Bisher existieren im Kanton St.Gallen Kennzahlen zum Kindesschutz nur sehr vereinzelt. Im Rahmen der kantonalen Strategie zum Kindesschutz wurden erstmals bestehende Kennzahlen zusammengetragen und neue Kennzahlen erhoben. Dadurch wird eine Gesamtsicht möglich. Zudem können längerfristig Entwicklungen nun besser beobachtet werden.

 

Die Vereinten Nationen fordern, dass es einfacher sein muss, die Situation von Kindern – insbesondere von gefährdeten Kindern – zu analysieren. Im Rahmen der Umsetzung der UN-Kinderrechtskonvention wurde die Schweiz daher ermahnt, ihr Datenerhebungs­system zu verbessern. Im Kanton St.Gallen hat die Kindesschutz-Konferenz für das Jahr 2018 erstmals Kennzahlen zusammengetragen, die quantitative Aussagen zum Kindesschutz ermöglichen.

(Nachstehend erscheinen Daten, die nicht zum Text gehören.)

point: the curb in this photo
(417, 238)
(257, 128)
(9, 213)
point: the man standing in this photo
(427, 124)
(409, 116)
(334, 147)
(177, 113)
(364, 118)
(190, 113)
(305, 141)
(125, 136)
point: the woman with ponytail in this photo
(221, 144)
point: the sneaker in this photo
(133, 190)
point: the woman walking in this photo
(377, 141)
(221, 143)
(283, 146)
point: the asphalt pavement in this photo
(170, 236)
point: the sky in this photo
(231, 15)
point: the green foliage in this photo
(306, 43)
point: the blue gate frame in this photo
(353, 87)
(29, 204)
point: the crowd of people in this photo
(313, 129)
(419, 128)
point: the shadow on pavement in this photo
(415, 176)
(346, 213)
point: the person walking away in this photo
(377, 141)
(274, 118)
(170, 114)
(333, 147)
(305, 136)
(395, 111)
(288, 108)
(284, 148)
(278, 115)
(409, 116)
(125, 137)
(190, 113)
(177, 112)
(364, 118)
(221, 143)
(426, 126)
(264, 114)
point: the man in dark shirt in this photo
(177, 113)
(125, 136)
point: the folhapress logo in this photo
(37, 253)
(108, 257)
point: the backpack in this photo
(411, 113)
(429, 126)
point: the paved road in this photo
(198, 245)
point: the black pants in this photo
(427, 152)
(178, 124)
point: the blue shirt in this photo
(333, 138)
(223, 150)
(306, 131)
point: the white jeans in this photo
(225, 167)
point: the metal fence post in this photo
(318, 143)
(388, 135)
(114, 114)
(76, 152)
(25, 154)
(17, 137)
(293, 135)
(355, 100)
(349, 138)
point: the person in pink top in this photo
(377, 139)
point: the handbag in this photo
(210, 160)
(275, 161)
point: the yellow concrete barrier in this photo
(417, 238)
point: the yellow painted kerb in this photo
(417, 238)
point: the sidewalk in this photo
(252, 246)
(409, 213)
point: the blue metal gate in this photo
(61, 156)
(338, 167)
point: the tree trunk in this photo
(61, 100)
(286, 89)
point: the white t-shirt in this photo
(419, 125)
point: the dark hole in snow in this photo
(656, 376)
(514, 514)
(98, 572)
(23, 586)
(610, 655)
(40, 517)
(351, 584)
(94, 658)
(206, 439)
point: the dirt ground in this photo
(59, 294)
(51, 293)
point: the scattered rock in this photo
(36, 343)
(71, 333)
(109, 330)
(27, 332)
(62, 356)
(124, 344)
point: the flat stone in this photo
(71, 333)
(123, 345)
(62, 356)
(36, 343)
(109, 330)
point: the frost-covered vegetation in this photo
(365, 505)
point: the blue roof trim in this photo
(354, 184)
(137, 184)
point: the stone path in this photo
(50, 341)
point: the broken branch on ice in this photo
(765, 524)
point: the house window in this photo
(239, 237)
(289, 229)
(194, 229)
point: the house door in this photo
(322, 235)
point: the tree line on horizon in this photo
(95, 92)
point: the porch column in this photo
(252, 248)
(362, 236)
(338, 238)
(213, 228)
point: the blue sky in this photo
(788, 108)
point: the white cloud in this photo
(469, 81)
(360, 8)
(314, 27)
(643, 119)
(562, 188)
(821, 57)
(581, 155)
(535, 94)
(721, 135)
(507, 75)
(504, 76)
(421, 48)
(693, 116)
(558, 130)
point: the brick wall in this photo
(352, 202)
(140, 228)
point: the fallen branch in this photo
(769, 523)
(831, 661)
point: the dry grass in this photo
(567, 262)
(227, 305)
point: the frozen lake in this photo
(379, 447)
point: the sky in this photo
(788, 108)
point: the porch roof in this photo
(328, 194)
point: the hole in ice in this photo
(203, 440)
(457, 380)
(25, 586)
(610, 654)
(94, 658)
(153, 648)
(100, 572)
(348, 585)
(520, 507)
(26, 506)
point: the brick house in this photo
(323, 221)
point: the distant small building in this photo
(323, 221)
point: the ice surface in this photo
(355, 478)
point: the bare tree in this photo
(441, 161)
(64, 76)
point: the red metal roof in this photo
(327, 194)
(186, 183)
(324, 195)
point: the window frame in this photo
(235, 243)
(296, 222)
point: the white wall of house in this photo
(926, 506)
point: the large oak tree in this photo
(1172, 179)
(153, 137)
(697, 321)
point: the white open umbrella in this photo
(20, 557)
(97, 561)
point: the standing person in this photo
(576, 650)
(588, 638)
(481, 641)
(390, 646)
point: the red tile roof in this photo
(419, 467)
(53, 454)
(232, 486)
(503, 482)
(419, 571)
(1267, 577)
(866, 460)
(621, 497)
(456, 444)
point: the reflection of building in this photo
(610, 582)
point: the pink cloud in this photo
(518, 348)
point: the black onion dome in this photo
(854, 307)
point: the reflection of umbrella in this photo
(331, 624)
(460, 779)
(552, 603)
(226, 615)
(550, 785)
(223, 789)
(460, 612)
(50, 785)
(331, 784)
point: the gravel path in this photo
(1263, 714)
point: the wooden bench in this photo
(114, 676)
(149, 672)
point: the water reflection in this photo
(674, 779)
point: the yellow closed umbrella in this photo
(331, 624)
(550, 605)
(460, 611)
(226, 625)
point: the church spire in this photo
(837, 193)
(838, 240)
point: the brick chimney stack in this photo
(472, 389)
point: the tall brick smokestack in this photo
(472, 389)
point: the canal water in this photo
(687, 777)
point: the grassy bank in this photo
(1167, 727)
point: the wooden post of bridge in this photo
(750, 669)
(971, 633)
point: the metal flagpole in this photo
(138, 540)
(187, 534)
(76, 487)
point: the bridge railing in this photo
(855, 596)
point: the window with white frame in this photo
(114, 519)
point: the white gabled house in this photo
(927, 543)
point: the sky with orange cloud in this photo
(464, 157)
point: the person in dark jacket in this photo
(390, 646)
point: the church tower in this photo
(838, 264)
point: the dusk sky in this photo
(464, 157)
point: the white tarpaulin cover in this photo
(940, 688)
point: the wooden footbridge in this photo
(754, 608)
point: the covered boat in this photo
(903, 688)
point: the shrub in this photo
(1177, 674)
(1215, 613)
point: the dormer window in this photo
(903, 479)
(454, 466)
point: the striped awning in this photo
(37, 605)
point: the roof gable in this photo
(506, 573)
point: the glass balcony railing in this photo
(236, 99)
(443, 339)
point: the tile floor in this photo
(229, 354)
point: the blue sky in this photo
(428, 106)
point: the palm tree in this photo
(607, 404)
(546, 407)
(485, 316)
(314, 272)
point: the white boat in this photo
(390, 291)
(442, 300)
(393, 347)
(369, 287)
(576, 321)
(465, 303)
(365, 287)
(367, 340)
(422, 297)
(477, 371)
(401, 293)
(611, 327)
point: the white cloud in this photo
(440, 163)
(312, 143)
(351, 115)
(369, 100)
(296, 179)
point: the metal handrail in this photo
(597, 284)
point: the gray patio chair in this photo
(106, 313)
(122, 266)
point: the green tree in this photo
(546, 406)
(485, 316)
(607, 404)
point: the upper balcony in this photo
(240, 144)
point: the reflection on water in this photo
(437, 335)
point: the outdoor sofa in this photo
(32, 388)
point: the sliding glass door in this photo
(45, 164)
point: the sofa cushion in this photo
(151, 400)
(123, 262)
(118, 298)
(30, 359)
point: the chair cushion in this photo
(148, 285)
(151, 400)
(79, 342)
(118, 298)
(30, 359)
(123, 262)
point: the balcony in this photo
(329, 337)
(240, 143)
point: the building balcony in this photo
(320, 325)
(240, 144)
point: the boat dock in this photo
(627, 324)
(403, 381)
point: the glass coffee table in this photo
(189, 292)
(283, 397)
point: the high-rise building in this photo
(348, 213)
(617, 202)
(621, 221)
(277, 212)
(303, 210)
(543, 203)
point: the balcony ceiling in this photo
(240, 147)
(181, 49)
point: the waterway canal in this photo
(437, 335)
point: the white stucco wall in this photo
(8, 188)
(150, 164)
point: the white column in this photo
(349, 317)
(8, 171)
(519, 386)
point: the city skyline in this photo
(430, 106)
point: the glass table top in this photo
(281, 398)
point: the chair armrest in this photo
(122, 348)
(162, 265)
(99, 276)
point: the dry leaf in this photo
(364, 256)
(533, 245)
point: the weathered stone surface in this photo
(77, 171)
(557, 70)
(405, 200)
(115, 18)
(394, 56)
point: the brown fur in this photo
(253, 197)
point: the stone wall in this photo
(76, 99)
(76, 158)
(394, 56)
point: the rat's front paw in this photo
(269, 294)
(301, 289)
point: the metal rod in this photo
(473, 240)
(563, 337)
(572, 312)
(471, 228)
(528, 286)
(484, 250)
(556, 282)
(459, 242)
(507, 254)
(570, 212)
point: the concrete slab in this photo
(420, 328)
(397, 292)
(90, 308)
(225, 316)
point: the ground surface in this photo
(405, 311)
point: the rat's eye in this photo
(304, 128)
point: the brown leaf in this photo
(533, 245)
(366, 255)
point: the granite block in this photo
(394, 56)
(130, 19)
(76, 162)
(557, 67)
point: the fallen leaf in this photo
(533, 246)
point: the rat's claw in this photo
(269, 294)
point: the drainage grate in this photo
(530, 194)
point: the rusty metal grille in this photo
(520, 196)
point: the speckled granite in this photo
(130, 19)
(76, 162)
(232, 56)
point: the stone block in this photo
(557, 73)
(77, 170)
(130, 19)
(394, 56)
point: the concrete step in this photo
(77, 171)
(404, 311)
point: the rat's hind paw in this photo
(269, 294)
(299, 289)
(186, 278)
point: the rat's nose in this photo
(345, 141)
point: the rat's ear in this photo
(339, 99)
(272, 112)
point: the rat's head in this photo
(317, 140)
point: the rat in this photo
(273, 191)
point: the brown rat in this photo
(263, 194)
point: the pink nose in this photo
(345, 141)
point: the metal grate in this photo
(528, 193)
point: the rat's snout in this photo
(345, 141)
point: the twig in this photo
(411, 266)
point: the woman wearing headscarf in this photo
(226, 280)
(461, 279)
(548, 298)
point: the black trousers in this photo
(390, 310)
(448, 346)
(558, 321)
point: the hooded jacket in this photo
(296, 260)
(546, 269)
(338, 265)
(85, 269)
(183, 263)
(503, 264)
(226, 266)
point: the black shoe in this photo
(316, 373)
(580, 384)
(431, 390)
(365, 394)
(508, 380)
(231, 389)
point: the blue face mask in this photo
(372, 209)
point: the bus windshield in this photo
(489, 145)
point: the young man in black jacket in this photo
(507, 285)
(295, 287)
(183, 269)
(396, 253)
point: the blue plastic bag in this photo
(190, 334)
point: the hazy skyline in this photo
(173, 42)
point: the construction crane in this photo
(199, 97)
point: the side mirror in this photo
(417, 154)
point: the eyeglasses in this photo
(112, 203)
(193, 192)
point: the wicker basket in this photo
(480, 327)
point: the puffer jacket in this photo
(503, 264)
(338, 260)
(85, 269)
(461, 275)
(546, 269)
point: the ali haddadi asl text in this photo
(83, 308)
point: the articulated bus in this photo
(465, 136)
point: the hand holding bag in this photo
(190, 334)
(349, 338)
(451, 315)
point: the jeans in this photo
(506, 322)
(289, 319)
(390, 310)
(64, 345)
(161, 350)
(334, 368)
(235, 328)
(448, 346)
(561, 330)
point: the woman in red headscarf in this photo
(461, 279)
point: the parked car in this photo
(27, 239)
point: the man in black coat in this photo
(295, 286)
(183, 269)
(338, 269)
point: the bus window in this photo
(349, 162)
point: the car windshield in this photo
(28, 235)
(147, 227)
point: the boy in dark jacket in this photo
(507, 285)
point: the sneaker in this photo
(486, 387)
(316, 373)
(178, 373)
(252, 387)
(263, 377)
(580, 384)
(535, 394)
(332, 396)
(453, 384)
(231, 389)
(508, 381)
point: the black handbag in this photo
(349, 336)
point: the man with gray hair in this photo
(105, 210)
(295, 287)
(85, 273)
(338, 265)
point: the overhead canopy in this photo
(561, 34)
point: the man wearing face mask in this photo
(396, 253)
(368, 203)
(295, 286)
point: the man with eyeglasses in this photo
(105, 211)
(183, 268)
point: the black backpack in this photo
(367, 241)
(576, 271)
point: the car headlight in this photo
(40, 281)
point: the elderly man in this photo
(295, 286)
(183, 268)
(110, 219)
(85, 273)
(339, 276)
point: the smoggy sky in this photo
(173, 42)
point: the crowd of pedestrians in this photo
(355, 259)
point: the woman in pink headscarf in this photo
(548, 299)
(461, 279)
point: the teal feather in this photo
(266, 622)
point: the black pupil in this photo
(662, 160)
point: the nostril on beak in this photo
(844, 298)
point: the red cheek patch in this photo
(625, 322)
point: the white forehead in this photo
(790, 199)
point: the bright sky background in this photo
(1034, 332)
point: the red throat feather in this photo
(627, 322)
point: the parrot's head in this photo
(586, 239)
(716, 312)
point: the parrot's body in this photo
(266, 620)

Im Folgenden sind einige Beobachtungen daraus aufgeführt. Längerfristig sollen die Kennzahlen auch Entwicklungen und Veränderungen aufzeigen. 

 

Das Wohl von Kindern und Jugendlichen ist gefährdet, wenn ihre Grundbedürfnisse und Grundrechte nicht erfüllt sind und sie sich nicht entfalten können. Dies kann schwerwiegende Folgen für ihre Entwicklung haben. Kinder und Jugendliche müssen effektiv geschützt werden. Daher ist es essenziell, dass Bezugspersonen hinsehen, Gefährdungen früh erkennen und Unterstützung veranlassen. Die Erhebung von Kennzahlen im Kindesschutz kann einen Beitrag zur verbesserten Analyse und zur Sensibilisierung im Kindesschutz leisten. 

 

Kinder als direkte Opfer von angezeigten Straftaten 

Im Jahr 2018 wurden bei der Kantonspolizei 282 Straftaten mit Bezug zu Kindeswohlgefährdungen angezeigt, bei denen die Opfer minderjährig waren. Ungefähr die Hälfte davon waren Straftaten gegen die sexuelle Integrität (140 Straftaten). Dies sind beispielsweise sexuelle Handlungen mit Kindern oder Pornografie. Am zweithäufigsten waren Straftaten gegen Leib und Leben (84 Straftaten). Dazu gehören etwa einfache Körperverletzungen. Drohungen und andere Straftaten gegen die Freiheit wurden 53 Mal angezeigt. Straftaten im Bereich Familie, wie beispielsweise die Verletzung der Fürsorgepflicht, wurden bei der Polizei selten angezeigt (5 Straftaten). Diese Fälle werden jedoch häufig nicht angezeigt, sondern über die Kindes- und Erwachsenenschutz­behörden (KESB) bearbeitet. Von den 282 Straftaten waren in 139 Fällen Kinder unter 15 Jahren und in 143 Fällen Jugendliche zwischen 15 und 17 Jahren betroffen. Bei Kindern sind die Straftaten «Sexuelle Handlungen mit Kindern» oder «Pornografie» häufiger, bei Jugendlichen «einfache Körperverletzungen» oder «Drohungen».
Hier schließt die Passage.